- DVD cover
- Directed by: David Mackay
- Written by: Frederick Ayeroff
- Produced by: Randy Cheveldave
- Starring: Dean Cain Britt McKillip Mike Dopud Anne Marie Loder
- Cinematography: Gordon Verheul
- Edited by: Charles Robichaud
- Music by: Michael Richard Plowman
- Production companies: Peace Arch Entertainment Reader's Digest for Young Families
- Distributed by: Fox Faith
- Release date: May 6, 2008;
- Running time: 100 minutes
- Countries: Canada United States
- Language: English

= Ace of Hearts (2008 film) =

Ace of Hearts is a 2008 English-language Canadian family drama film directed by David Mackay and starring Dean Cain, Britt McKillip, Anne Marie Loder, and Mike Dopud.

==Plot==
The film is about a K-9 dog named Ace. The police are trying to catch a burglar whom they have nicknamed "Goliath". Out on a call, the police and their dogs are on the track of the thief, Torco (Dopud). After a pursuit in the woods, Ace takes down Torco, out of sight of his human partner, Dan (Cain), who soon arrives. When police see injuries to Torco's neck, they believe they are the results of Ace biting him. And Torco does not face charges as the evidence against him is sketchy. Officials demand Ace be euthanized because he's now classified as 'a biter'. Dan drives Ace to the vet hospital in Spokane, and leaves him to be put down.

Dan goes to the capture scene and sees the area is under 24-hour video surveillance. He also finds a piece of barbed wire, which he believes Torco used to slash himself with. Dan tries to convince his captain that Ace is innocent and to stop the euthanasia, but to no avail. The surveillance video is being 'cleaned up' by technicians. Meanwhile, Ace has trickily escaped the vet hospital, and heads home. The veterinary technician, not wanting to have his incompetence found out, puts some other ashes from the crematory into a container and marks them as Ace's.

Dan tries to get over the grief of losing Ace by trying out other dogs, but to no success. Ace, while making his way back to Dan, captures a petty-thief and is lauded by the media. Dan's daughter, Julia (McKillip), sees Ace on a TV news show, but her parents do not believe it is Ace, since his supposed cremated remains are just then delivered to their home by mail. But Julia eventually convinces Dan to take her to Wenatchee to see if the dog is Ace. When they arrive Ace has just escaped again. During their drive back home, sleepy Julia sees Ace, who has hopped into the back of a towed car. Ace sees her and waves, which is a trick she taught him. But Dan 'convinces' Julia she was probably just dreaming, and they proceed home.

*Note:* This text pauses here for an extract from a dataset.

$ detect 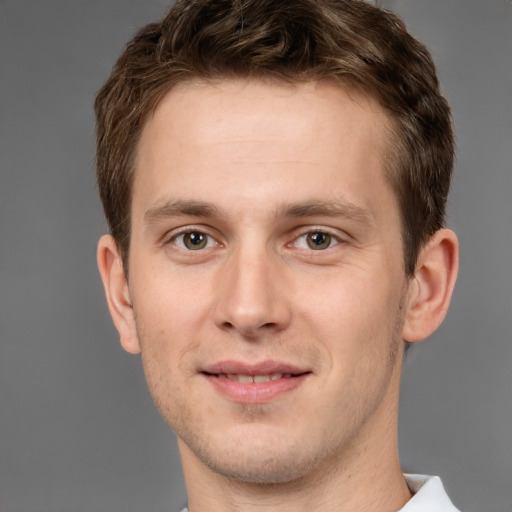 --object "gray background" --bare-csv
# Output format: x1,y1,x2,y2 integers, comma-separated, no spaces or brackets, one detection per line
0,0,512,512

Dan's police captain brings him in to show him the surveillance tape of the capture. It shows Torco first fending off Ace with barbed wire, but then slashing himself with it. Dan was right all along, and he is upset with the captain. Meanwhile, Julia stakes out Torco's house since she, too, believes he framed Ace. But while looking around, she 'accidentally' breaks in, and then finds incriminating evidence. Torco comes home from work early and sees Julia leaving. After entering his house he discovers evidence that Julia had been inside. Torco goes to Julia's house.

After Julia returns home, as she tells her mother (Loder) about Torco, the two of them are pursued by Torco, but Ace comes to the rescue just-in-time, and brings down Torco. But Torco stabs Ace with a piece of broken glass. Dan arrives home and Torco is arrested. Ace is taken to a vet hospital and will recover. Dan then allows Julia to take Ace to the K-9 competition, where Ace wins first place. While Julia plays with Ace in the family's backyard, Dan agrees to take his wife to Tahiti, for their long-ago 'postponed' honeymoon, and the end credits roll.